Overloaded with the volume of information and influences available at our fingertips today, and the voyeurism encouraged by this overload, Barton focuses his recent work on the material world and his immediate surroundings. Turning inwards, Barton registers and catalogs objects and events in his environment—a form of visual photography based on personal observation and the spaces he inhabits. 

Much of his current work is a response to Barton's day-to-day working environment, a studio out of which he produces hand-painted signage. He is conscious of and draws on the mishaps and detritus that accumulate in this space - spills, palette marks, discarded tape, cigarette butts. Both the vernacular and materials of the sign trade inform his work. Using materials such as glass, gold leaf, paint, foam, canvas, and printed material, he creates work through a process of bricolage. He is drawn to the unpredictable outcomes that theses materials, sites and histories suggest.
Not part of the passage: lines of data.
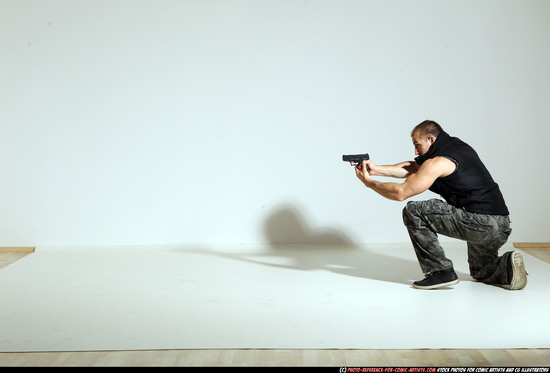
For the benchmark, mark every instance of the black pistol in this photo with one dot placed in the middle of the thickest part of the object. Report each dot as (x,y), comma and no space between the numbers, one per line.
(356,159)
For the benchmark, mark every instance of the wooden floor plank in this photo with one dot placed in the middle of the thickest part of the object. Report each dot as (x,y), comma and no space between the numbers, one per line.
(274,357)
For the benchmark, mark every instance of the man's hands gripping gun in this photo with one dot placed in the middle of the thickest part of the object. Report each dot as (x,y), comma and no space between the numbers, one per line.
(356,159)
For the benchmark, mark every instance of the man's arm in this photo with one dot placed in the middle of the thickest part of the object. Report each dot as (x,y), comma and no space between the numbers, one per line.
(401,170)
(415,183)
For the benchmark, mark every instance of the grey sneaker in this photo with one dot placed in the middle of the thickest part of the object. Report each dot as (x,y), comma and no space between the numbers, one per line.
(437,279)
(519,276)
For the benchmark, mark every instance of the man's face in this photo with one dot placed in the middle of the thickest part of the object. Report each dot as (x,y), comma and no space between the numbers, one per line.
(421,143)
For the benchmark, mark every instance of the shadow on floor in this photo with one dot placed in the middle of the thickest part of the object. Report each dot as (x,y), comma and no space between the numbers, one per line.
(293,242)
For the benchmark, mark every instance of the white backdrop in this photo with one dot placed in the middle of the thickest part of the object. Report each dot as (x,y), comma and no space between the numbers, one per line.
(224,121)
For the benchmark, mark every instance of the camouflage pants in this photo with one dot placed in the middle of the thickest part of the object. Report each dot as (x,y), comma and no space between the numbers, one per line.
(485,234)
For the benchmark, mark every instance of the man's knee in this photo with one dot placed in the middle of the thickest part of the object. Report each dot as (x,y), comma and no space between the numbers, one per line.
(411,214)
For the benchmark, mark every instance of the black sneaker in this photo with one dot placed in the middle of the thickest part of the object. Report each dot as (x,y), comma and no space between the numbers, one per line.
(437,279)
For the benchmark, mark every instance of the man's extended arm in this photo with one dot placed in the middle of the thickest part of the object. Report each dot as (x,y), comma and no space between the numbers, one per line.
(401,170)
(415,183)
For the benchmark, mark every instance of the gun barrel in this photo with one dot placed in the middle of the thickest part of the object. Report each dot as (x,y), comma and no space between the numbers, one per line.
(355,157)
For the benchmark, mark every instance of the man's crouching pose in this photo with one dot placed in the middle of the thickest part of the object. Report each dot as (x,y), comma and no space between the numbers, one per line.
(474,210)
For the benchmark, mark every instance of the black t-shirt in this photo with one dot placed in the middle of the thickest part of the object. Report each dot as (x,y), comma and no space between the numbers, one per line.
(470,186)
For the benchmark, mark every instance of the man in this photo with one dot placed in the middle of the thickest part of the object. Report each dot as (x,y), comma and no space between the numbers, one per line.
(474,209)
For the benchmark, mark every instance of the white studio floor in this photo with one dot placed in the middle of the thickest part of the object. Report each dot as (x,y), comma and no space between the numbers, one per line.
(273,297)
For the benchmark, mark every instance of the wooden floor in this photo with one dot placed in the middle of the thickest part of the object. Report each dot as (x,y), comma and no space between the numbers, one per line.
(349,358)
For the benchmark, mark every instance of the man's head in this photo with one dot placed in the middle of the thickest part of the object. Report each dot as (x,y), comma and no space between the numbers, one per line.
(424,135)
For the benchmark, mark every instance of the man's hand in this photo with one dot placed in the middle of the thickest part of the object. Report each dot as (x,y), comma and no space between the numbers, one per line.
(362,173)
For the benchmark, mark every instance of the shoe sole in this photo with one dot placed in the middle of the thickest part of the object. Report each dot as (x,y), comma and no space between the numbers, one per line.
(519,277)
(436,286)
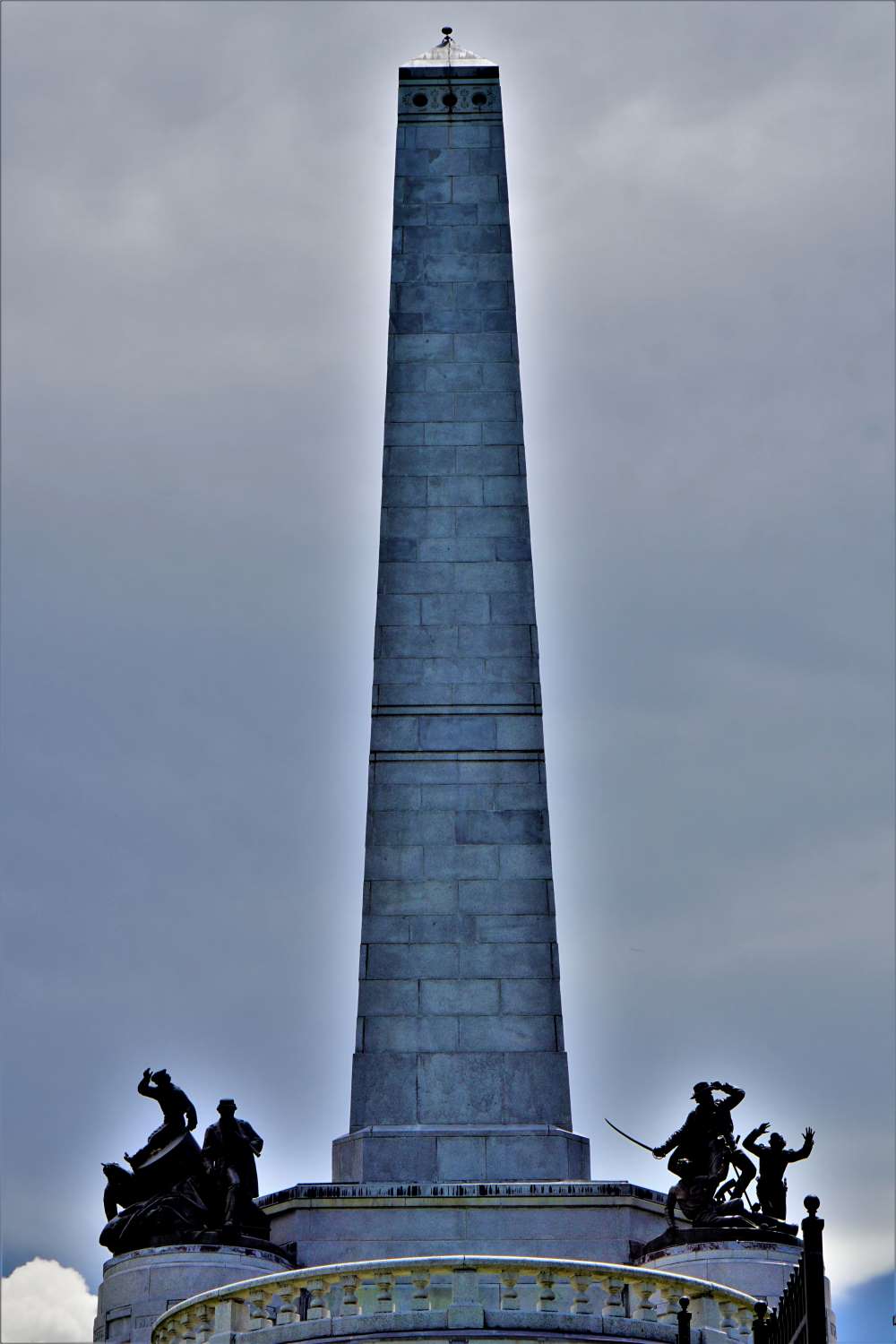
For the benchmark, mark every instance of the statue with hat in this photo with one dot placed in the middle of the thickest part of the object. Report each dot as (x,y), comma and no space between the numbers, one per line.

He describes his process in terms of "catch" and "release"—the transformation of work which takes place between the moment of inspiration and the final product. Often, the act of execution alone becomes the driving force behind creating new work. Eschewing any traditional working order, Barton creates drawings spontaneously and initiates and executes paintings swiftly, moving quickly from one series to the next. In this method of production, his working timeline is a blurred continuum. He asks the viewer to make an imaginative whole out of disparate parts drawn from observation, the working space and process.